Another analyst, Ahmad Mohsein Azman of political risk consultancy BowerGroupAsia, said it was more likely that Southeast Asian countries would maintain the status quo in the near term.
“Countries like Malaysia and Vietnam have garnered the attention of the U.S. due to their trade surplus position, largely due to the countries’ involvement in the semiconductor supply chain,” he told BenarNews.

“With or without BRICS, these countries [would] still be in the U.S.’ sights for [potential] trade retaliation.”

‘Need to engage all countries’

Even though a BRICS currency may not become a reality now or later, many of its members, partner-nations and supporters are already working towards reducing their reliance on the greenback and contemplating building alternative financial systems, BRICS expert Papa said.

In Southeast Asia, Malaysian PM Anwar has made no secret of his firm support for BRICS.

A BRICS partner-country, Malaysia will take on the rotating chair of the ASEAN bloc in January, placing it squarely within the fallout zone of any economic or trade conflict between the U.S. and BRICS nations.

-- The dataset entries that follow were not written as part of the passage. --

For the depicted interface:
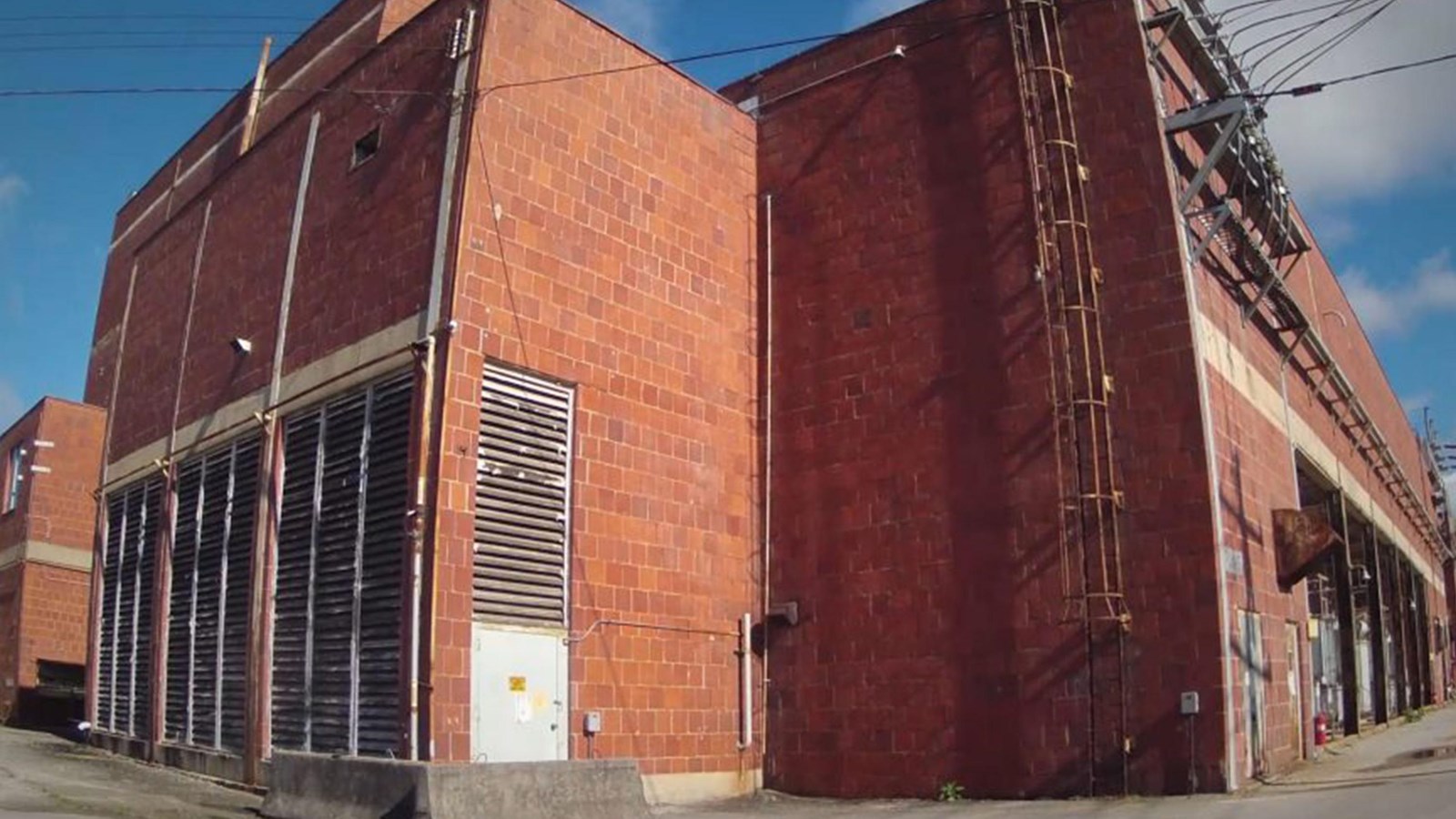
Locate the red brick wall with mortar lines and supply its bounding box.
[431,0,760,781]
[730,2,1221,795]
[0,398,106,720]
[0,562,22,723]
[87,3,460,460]
[16,562,90,688]
[1153,5,1440,777]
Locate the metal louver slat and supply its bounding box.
[473,363,573,628]
[218,437,262,752]
[166,459,202,742]
[96,492,126,730]
[274,369,413,756]
[166,436,260,752]
[96,477,163,739]
[272,410,323,751]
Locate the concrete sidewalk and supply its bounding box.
[0,727,262,819]
[657,699,1456,819]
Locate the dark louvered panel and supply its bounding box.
[218,437,262,752]
[96,491,126,730]
[272,410,323,751]
[191,448,231,748]
[115,484,146,725]
[131,477,166,739]
[355,371,412,756]
[166,458,202,742]
[475,364,572,627]
[311,392,369,753]
[274,369,413,755]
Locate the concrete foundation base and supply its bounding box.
[262,752,648,819]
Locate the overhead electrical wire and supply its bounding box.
[1265,0,1396,90]
[1239,0,1380,77]
[0,0,1111,99]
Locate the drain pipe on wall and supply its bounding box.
[750,194,774,749]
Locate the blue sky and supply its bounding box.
[0,0,1456,460]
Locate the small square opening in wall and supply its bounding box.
[352,126,379,167]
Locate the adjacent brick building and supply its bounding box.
[726,0,1449,797]
[0,398,106,726]
[87,0,762,800]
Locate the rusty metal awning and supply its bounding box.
[1274,507,1341,589]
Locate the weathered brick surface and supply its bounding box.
[731,2,1221,795]
[431,0,760,777]
[0,398,105,722]
[86,2,456,440]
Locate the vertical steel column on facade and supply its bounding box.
[1366,523,1390,723]
[1334,492,1360,736]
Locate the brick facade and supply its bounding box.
[0,398,105,724]
[726,0,1441,795]
[87,0,762,799]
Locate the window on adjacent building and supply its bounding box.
[0,444,25,514]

Perhaps that explained the cautious response from Tengku Zafrul Aziz, Malaysia’s investment, trade and industry minister, who on Tuesday said Trump’s “tariff threats” would be monitored.

“I think we have to watch closely what the potential developments are that may affect not just BRICS countries,” state-news agency Bernama quoted him as saying.

“Malaysia, like I said, we are open for business. We are open for trade and we believe that we need to engage all countries.”